Cuando muere un actor que ha formado parte de nuestro crecimiento como seres humanos es como si un trocito de nosotros se fuese con él. Y con la muerte, y por suicidio, de un ser  como Robin Williams,  el vacío se torna en tristeza y en recapitulación. Sí. Se hace necesario ver cómo nos ido. De todas sus películas se sacan cosas,  apuntes, enseñanzas para el día a día, sobre todo si eres un joven que se quiere comer el mundo cuando la viste por primera vez, que viene de estudiar allende los mares y se cree que puede cambiar el mundo, y que todo lo malo que ocurre en el mundo le afecta. He de decir que un artículo de Juan Goytisolo me ayudó a ‘superar’ esa preocupación por literalmente todo lo que sucedía de malo en el mundo. Recuerdo que decía que sólo podemos cambiar (y no  mucho!) lo más cercano a nuestra vida, nuestro pequeño mundo. Bueno, me desvié un poco de la cuestión . De todas las películas de este gran ser humano comentaba que siempre hay cosas más que aprovechables para nuestro día a día. Pero El Club de los poetas muertos fue vital en mi vida. Y esta semana, al ver por enésima vez la película pensé y pensé en los más de 20 años transcurridos. Algo queda de esa ilusión. Por más sinsabores y golpes en toda regla que he recibido,  la ilusión sigue ahí. Y luchó día  a día por ello. Por mantener una dignidad que me permita respirar,  que me permita dormir poco pero en paz. Recuerdo que la persona con la ví la película, su familia,  fue parte del establishment del cáncer de nuestra sociedad: la corrupción. No entendía que mi musa,  su gente, fueran de los malos. Creo que también esto me hizo refugiarme en el bueno de Robin y su papel en la película.

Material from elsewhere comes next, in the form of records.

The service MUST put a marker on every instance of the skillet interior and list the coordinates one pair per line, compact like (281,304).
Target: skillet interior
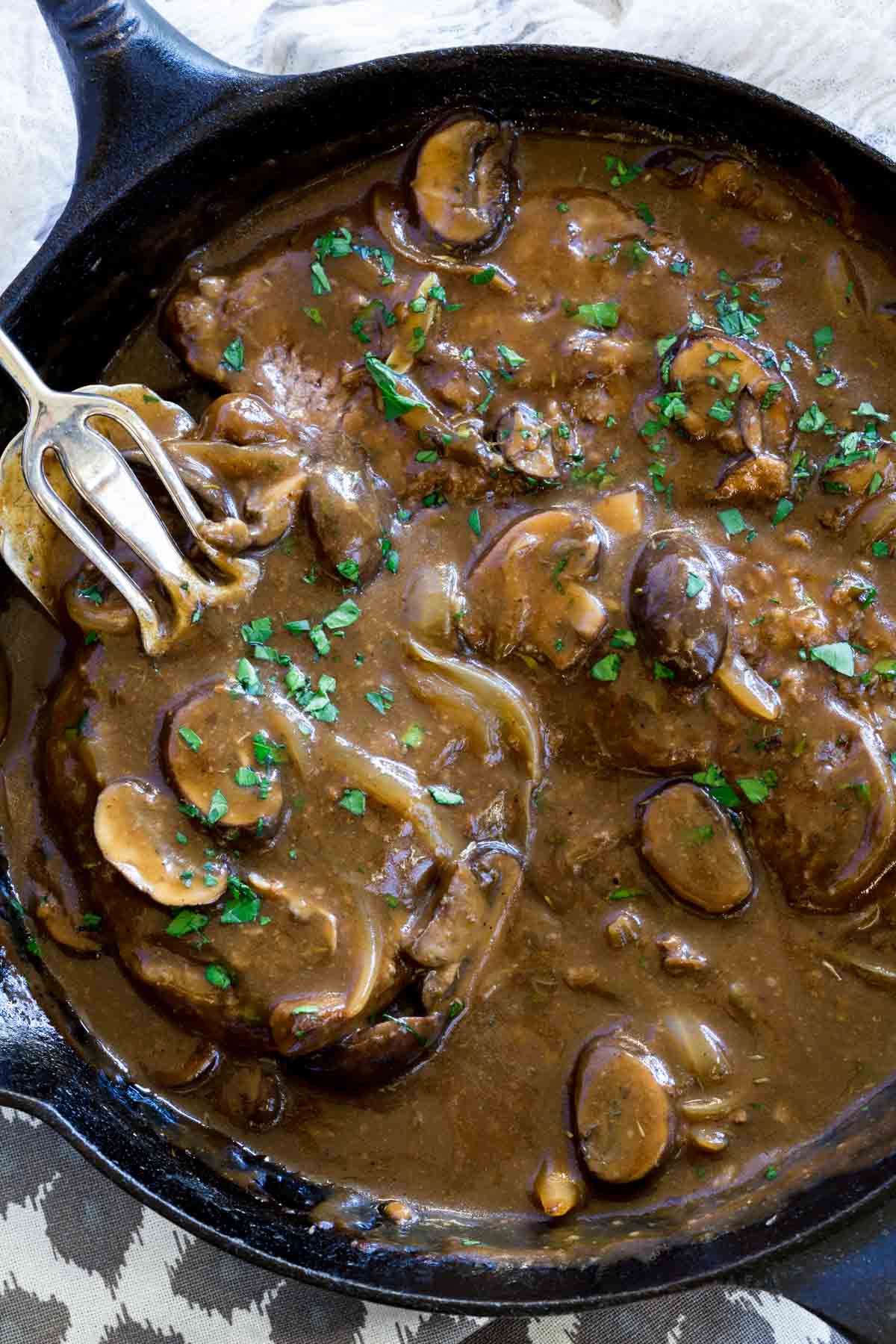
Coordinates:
(87,270)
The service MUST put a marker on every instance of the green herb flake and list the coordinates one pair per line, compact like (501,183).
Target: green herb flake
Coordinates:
(184,922)
(394,403)
(382,699)
(354,801)
(218,806)
(234,355)
(755,791)
(598,315)
(448,797)
(346,615)
(837,656)
(218,977)
(606,668)
(822,339)
(732,520)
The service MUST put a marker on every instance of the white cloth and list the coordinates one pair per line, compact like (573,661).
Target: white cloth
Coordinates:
(832,55)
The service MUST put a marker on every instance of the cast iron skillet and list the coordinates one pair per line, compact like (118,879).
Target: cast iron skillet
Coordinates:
(173,146)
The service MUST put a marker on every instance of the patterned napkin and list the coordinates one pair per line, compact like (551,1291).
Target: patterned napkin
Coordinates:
(81,1263)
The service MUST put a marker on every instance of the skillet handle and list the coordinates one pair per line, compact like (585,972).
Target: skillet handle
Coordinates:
(136,82)
(33,1054)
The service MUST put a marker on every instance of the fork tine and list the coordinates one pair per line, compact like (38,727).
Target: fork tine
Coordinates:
(67,522)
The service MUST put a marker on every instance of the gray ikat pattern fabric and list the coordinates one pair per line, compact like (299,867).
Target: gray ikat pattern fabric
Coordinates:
(81,1263)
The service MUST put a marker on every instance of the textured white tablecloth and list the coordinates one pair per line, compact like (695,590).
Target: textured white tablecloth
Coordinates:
(81,1263)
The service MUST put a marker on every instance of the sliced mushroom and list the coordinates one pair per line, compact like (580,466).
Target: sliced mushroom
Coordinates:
(692,846)
(735,183)
(622,512)
(736,401)
(96,605)
(432,603)
(208,750)
(556,1189)
(347,515)
(462,181)
(754,476)
(828,827)
(167,420)
(527,593)
(472,906)
(414,324)
(677,608)
(524,441)
(137,830)
(750,692)
(375,1054)
(699,1048)
(391,220)
(623,1116)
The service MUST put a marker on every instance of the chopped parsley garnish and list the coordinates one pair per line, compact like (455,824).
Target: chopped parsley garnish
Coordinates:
(394,403)
(837,656)
(354,801)
(732,520)
(382,699)
(448,797)
(249,679)
(258,631)
(349,570)
(218,977)
(812,420)
(184,922)
(514,361)
(598,315)
(218,806)
(242,903)
(606,668)
(716,786)
(822,339)
(346,615)
(234,355)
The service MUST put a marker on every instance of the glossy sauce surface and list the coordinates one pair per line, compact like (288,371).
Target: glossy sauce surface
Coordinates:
(588,877)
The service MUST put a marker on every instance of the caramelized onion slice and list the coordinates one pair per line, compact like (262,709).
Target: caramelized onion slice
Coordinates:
(390,217)
(494,694)
(136,828)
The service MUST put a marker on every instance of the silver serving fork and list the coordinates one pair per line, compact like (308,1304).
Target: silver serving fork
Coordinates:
(104,480)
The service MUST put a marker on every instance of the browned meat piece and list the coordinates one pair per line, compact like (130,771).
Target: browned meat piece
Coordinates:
(622,1113)
(462,181)
(677,608)
(731,396)
(692,846)
(210,756)
(528,591)
(755,476)
(228,332)
(828,827)
(734,183)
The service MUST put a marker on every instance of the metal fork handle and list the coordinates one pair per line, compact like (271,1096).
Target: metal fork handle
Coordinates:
(31,385)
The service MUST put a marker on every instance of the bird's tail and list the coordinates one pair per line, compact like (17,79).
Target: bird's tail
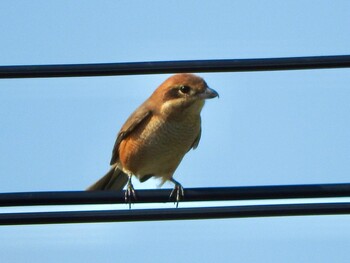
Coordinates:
(115,179)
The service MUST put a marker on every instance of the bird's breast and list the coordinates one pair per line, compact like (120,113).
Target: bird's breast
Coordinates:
(158,147)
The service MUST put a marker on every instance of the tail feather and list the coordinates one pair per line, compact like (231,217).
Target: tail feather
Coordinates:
(115,179)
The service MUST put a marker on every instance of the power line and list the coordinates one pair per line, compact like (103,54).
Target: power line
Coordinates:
(174,214)
(161,67)
(191,195)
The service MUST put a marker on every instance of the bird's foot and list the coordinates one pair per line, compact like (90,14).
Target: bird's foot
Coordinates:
(130,193)
(177,193)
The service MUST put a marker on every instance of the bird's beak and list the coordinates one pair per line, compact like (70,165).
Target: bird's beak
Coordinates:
(209,94)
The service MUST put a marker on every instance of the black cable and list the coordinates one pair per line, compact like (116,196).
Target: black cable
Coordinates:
(161,67)
(174,214)
(191,195)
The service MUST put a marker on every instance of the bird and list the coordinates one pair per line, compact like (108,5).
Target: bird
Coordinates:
(157,135)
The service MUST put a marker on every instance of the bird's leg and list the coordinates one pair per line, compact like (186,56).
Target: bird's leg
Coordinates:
(178,192)
(129,192)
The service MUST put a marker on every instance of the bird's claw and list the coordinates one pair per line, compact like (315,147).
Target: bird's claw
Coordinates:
(130,194)
(177,193)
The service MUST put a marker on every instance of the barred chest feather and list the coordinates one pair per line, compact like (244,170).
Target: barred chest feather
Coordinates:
(159,148)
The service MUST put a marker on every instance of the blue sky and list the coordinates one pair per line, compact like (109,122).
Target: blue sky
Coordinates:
(267,128)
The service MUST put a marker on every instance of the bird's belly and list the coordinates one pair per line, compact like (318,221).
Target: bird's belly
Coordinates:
(158,149)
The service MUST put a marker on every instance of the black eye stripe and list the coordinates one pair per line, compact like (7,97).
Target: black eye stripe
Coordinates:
(185,89)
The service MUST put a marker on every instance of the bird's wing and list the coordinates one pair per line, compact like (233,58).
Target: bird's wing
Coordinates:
(139,116)
(196,141)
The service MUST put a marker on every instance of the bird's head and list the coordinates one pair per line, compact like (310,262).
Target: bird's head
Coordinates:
(183,93)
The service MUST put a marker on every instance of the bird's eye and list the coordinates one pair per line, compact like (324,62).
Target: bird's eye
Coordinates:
(185,89)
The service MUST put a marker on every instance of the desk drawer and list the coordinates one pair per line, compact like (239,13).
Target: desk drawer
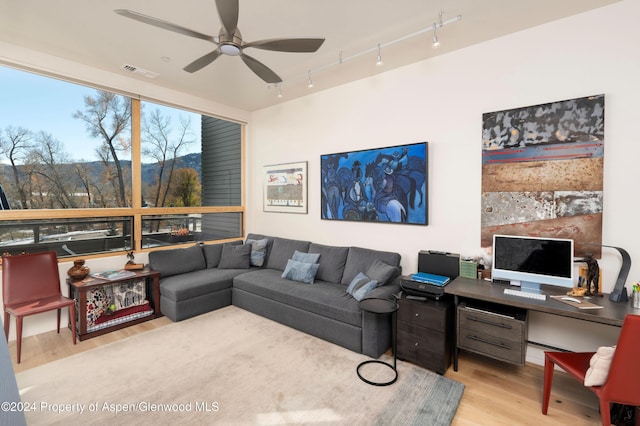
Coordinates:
(492,325)
(501,337)
(492,346)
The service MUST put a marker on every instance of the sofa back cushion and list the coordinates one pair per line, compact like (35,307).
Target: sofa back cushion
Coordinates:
(258,237)
(235,256)
(282,250)
(360,260)
(332,261)
(212,253)
(177,261)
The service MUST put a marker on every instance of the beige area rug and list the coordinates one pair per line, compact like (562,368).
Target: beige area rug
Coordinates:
(230,367)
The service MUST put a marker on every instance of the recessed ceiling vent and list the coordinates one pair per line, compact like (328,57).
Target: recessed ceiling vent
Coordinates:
(138,70)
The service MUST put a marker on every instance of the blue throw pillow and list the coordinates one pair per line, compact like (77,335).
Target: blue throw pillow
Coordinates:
(258,251)
(305,257)
(300,271)
(360,286)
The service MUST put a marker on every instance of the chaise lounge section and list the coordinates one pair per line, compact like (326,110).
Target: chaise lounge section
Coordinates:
(250,276)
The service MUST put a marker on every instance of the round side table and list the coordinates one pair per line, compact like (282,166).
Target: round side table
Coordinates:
(381,306)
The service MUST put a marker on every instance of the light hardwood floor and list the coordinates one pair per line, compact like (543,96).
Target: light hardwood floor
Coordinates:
(495,393)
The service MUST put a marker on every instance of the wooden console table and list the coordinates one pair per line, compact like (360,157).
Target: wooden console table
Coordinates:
(78,291)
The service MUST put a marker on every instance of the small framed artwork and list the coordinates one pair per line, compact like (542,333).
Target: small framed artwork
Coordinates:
(285,188)
(383,185)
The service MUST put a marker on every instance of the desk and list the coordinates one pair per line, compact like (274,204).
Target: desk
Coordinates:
(611,314)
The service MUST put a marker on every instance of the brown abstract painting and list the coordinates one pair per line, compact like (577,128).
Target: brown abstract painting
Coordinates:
(542,169)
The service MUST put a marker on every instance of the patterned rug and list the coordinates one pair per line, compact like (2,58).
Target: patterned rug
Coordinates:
(231,367)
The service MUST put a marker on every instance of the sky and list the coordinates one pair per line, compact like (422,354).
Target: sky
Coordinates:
(45,104)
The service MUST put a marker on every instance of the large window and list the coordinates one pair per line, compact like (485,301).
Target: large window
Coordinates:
(157,174)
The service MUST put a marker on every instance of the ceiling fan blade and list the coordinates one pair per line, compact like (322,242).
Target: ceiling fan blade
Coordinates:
(261,70)
(163,24)
(228,11)
(287,44)
(203,61)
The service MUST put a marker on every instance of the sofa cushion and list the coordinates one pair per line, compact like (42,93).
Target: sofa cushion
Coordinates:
(382,272)
(177,261)
(322,298)
(235,256)
(305,257)
(258,251)
(269,239)
(193,284)
(282,250)
(300,271)
(332,261)
(360,259)
(212,253)
(360,286)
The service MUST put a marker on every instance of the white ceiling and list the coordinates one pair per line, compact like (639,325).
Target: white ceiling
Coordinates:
(90,33)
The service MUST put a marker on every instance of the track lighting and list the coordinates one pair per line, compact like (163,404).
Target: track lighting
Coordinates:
(379,62)
(435,43)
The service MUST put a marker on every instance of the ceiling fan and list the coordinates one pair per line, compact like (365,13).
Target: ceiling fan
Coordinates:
(229,40)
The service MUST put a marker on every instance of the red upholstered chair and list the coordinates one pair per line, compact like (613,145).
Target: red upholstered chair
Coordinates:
(31,285)
(623,382)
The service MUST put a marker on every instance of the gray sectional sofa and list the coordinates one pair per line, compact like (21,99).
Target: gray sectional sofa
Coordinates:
(203,278)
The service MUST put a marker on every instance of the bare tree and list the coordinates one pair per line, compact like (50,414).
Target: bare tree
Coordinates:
(15,147)
(107,116)
(186,191)
(161,145)
(55,170)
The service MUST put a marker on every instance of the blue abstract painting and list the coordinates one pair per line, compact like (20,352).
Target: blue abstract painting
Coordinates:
(376,185)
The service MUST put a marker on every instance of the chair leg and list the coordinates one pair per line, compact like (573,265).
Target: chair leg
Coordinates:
(548,379)
(605,412)
(72,320)
(7,318)
(19,337)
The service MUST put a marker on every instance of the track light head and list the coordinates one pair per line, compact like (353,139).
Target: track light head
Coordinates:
(309,82)
(379,62)
(435,43)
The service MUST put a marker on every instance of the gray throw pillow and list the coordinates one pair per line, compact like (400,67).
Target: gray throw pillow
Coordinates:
(306,257)
(360,286)
(382,272)
(333,261)
(235,256)
(258,251)
(300,271)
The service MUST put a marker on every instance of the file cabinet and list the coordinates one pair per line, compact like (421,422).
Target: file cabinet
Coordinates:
(424,333)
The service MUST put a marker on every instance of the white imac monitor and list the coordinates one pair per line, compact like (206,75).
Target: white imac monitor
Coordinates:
(532,261)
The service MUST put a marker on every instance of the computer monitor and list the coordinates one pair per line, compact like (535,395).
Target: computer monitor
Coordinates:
(532,261)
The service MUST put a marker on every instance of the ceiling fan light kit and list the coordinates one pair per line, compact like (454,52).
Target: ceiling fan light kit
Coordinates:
(230,43)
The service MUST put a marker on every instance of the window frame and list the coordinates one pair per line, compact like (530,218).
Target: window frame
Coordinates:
(136,210)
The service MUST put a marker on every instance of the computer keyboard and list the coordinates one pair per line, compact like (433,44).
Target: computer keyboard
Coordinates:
(527,294)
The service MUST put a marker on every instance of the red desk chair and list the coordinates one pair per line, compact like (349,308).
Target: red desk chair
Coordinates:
(623,382)
(31,285)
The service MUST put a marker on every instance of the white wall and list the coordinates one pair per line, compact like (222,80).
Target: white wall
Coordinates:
(441,101)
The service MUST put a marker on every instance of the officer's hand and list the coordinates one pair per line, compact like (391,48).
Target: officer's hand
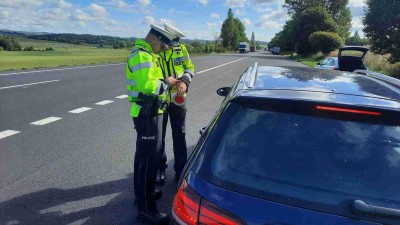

Frases que siempre revolotean mi alma:” Hay un momento para el valor, y otro para la prudencia. El que es inteligente, sabe distinguirlos”, ” Sólo al soñar tenemos libertad, siempre fue así y siempre así será”,  ” “Me interné en los bosques porque quería vivir intensamente; quería sacarle el jugo a la vida. Desterrar todo lo que no fuese vida, para así, no descubrir en el instante de mi muerte que no había vivido.”,  citando a Henry David Thoreau,” “Todos necesitamos ser aceptados, pero deben entender que sus convicciones son suyas, les pertenecen (…) aunque toda la manada diga: ¡no está bien! Robert Frost dijo: Dos caminos divergen en un bosque, y yo tomé el menos transitado de los dos, y aquello fue lo que cambió todo. Quiero que encuentren su propio camino.”…

                              “El día de hoy no se volverá a repetir. Vive intensamente cada instante, lo que no significa alocadamente; sino mimando cada situación,       escuchando a cada compañero, intentando realizar cada sueño positivo, buscando el éxito del otro; y examinándote de la asignatura fundamental: el amor. Para que un día no lamentes haber malgastado egoístamente tu capacidad de amar y dar vida.”
ROBIN WILLIAMS o el  profesor John Keating… Estoy convencido que merece la pena luchar por ello. Y también estoy seguro que los dioses están contentos de tener al bueno del profesor  Keating con ellos…

                               Texto: Agustín  C Piqueres.